Harold Carnes, who lives in Las Vegas, Nevada, is one of those borrowers. Carnes took out a loan after his hours working for McDonald’s were cut. When his hours didn’t improve, he took out a second loan from a different company. Soon Carnes was taking out a third loan. The debt trap had snapped shut.

“The fees and the interest alone were out of hand and completely unmanageable," Carnes said. “The loan companies went into my meager bank account, that left my bank account overdrafted with the fees, and my account ended up being closed.”

Carnes' story lines up with the data. The CFPB’s own study found that four out of five people who take out a payday loan are forced to roll over or renew the loan within 14 days. Payday and car title lenders may advertise their products as a solution for customers looking for short-term, small-dollar loans. But because lenders fail to assess a borrower’s ability to repay, the reality is that people are saddled with long-term debt at soaring triple-digit interest rates. The impacts can be devastating.

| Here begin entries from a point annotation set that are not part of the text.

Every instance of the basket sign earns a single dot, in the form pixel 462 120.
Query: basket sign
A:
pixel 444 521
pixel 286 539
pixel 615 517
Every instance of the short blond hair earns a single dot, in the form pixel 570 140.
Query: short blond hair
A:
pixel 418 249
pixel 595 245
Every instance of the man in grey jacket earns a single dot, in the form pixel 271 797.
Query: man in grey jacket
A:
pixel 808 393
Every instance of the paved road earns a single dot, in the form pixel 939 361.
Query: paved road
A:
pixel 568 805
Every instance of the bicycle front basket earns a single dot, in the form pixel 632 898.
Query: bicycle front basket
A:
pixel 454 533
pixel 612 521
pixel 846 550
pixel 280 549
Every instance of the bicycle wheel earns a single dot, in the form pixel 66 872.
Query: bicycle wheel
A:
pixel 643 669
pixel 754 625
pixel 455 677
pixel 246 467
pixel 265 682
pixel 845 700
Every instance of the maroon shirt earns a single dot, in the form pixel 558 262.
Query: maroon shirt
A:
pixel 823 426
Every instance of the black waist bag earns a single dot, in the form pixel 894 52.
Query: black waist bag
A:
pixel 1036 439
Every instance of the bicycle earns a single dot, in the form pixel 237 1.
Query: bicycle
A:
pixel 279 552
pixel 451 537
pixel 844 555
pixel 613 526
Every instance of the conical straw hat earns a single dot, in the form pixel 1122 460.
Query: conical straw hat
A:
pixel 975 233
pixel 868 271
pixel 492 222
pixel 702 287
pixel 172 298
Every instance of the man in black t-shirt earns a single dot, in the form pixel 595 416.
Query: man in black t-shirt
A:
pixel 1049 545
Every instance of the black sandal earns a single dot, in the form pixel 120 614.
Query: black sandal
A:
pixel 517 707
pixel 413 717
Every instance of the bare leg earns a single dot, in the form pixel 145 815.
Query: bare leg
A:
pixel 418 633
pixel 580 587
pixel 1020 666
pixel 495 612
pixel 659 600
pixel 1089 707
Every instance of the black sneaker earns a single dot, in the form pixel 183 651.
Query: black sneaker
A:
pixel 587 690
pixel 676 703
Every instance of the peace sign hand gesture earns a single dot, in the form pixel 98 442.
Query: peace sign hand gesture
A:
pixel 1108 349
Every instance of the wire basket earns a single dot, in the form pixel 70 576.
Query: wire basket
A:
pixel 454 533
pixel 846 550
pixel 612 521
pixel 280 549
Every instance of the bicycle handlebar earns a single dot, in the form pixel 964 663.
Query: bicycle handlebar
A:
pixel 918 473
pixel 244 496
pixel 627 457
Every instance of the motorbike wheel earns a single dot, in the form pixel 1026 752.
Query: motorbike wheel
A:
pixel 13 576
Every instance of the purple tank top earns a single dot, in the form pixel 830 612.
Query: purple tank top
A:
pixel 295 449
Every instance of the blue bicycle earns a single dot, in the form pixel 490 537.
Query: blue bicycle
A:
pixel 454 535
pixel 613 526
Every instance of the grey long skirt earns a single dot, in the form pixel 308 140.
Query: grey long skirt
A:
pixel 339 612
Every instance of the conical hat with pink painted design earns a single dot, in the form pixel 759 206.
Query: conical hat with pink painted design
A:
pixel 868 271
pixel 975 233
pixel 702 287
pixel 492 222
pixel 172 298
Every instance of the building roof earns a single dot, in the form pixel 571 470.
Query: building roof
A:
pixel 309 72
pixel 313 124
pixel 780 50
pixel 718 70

In addition to losing bank accounts, Senator Merkley noted some of the other things that happen to families in the debt trap: “The kids who are going to be able to participate in a sport, don’t get to participate in a sport. The family that needs to repair their car to get a job, can’t repair their car. The family that hopes to have a credit rating that would enable them to buy a house has their credit rating destroyed.”

This Fight Isn’t Over Yet: Make Your Voice Heard

Fortunately, there’s still time for the CFPB to get the real story about the devastating impact payday loans have on American families.

Along with the report that’s being released today, fair lending advocates announced that they’ve collected more than 400,000 comments from everyday people across the country calling for the CFPB to write a strong rule that can truly stop the predatory lending practices that are rampant in the payday and car title lending industry. (If you haven’t yet made a comment in support of a strong rule, make one here today before the comment period closes.)

Now it’s up to Director Cordray and the CFPB to take action. Will they listen to the real stories of payday borrowers and fulfill their mission of protecting America’s consumers from unfair lending practices?